Не желал существовать без Запада этот еще совсем юный город. Жаждал оправдать свое предназначение — окна в Европу. И жизнь в нем, на четырех ветрах, была непростой и нелегкой.
В Петербурге, где проживало пока всего несколько десятков тысяч, люди чиновные и близкие ко двору были неизбежно связаны меж собой. Даже если ненавидели друг друга. Они вынужденно вращались в одном кругу, встречались друг с другом, существовали едиными интересами, питались одними слухами. Ничто не оставалось тайной — ни жизнь личная, ни дела профессиональные.
Слухи, бродившие по городу, определяют взаимоотношения людей, их поступки, вкусы. Они барометр общественной жизни. Если не хочешь оказаться лишним, ненужным, а жаждешь получать заказы и пользоваться расположением знатных особ, то внимай тому, что говорят, обдумывай, учись.
В тридцать с лишним лет человек обязан иметь свои твердые представления о морали, этике, чести. Они были у Франческо Растрелли. Воспитанный в годы царствования Людовика XIV, он веровал, что самодержавие — единственная форма правления. А вот понятия «свобода», «равенство» были ему незнакомы. И это тоже естественно. Еще только собирался в странствие по Европе молодой Жан-Жак Руссо. Еще не родились будущий «отец народа» Мирабо и первый русский певец свободы Радищев. Зато Растрелли сознавал, что собственное достоинство, сословную честь необходимо защищать. Но даже этого еще не знали в России.
С молчаливым недоумением наблюдал он, как дворянина публично били палкой, а тот подобострастно благодарил матушку-государыню за науку; как наследника знатного рода объявляли шутом и он, сдерживая слезы, на потеху всем кудахтал, сидя голым задом в лукошке с яйцами; как заслуженный боевой офицер чистил лошадей всесильного фаворита, лишь бы обратить на себя его милостивое внимание. Все вокруг было непонятно, дико, страшно.
Окружающая действительность в сцеплении разнообразных событий и явлений невольно воспитывала и обучала молодого зодчего, помогая познать и профессиональные секреты, и не менее важные секреты придворной жизни. Первое, что он усвоил, — молча и честно исполнять свое дело.
Не случайно Франческо Бартоломео Растрелли пережил стольких правителей и временщиков, оставаясь всегда на виду. Счастливый случай, объяснимый только феноменальной работоспособностью и талантом зодчего. Талантом, который оказался необходим семи императрицам и императорам России.

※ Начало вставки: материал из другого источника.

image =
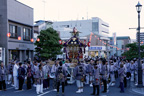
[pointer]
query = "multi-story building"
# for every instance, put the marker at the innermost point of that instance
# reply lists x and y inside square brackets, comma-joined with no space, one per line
[141,37]
[16,19]
[41,25]
[121,43]
[95,25]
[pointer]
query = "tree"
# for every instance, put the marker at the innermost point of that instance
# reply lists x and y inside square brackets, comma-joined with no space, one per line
[48,46]
[133,51]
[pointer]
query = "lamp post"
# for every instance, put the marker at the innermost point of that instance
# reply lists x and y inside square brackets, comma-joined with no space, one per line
[138,7]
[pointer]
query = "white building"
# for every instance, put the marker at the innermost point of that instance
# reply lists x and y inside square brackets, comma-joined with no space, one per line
[94,25]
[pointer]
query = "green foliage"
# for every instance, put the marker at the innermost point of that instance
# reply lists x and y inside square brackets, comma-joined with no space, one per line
[48,46]
[133,51]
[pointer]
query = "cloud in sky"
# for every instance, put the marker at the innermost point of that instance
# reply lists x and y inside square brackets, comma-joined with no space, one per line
[120,14]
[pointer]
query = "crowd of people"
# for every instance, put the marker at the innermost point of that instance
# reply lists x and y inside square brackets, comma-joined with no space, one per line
[95,72]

Стиль эпохи есть отражение характера и лика времени. Десятилетие Анны Иоанновны было беспокойное, характер неустоявшийся, лик переменчивый. И отразить его представлялось затруднительным. В делах строительных требовались только быстрота исполнения, великолепие и внушительность. Потому и возводили дворцы с поспешанием из деревянных брусьев и приспосабливая, переделывая старые петровские каменные строения. Для создания нового стиля время еще не приспело.
Когда осенью 1734 года всесильный Бирон предложил Франческо Растрелли построить дворец в Курляндии, он охотно и даже радостно согласился. Наконец появилась настоящая возможность проявить себя.
В России Бирона ненавидели и боялись. Франческо Растрелли принимал его с уважением и доброжелательством.
Бывший конюший захудалой курляндской принцессы только к лошадям относился с любовью и по-человечески. Молодой Растрелли был у него исключением.
Что сблизило их? Чем объяснить их добрые отношения на протяжении почти сорока лет?
Возможно, нетерпеливому в желаниях и алчному Бирону понравилось, как молодой архитектор быстро и красиво исполняет заказы. Обер-камергер любил пышную роскошь и беспрекословие. Растрелли же подкупала широта размаха Бирона, позволявшая творить, как хочется. Совпадение желаний заказчика и интересов архитектора сблизило их.
Вероятно, свой первый заказ от Бирона Франческо Бартоломео Растрелли получил весной 1732 года: построить на пустыре между Невской першпективой и Большой Морской вместительный и удобный манеж.
Сохранилось письмо Растрелли фельдмаршалу Миниху, ведавшему многими постройками в Петербурге. Канцелярией от строений командовал тогда бывший парикмахер, ловкий француз Антуан Кармедон. Чертежам и планам будущих зданий он предпочитал рассуждения о локонах, буклях, пудре. Но это, кроме архитекторов, никого не смущало. Кармедон был любезен и благонадежен. О прочих его «достоинствах» рассказывает в донесении Франческо Бартоломео:
«Ваше Сиятельство.
Уже несколько дней нездоровье лишает меня возможности выразить лично Вашей Милости мое нижайшее почтение и в то же время позволить себе представить Вам то плохое состояние, в котором находится здание Манежа из-за небрежности Канцелярии от строений, не поставившей всего необходимого для его завершения.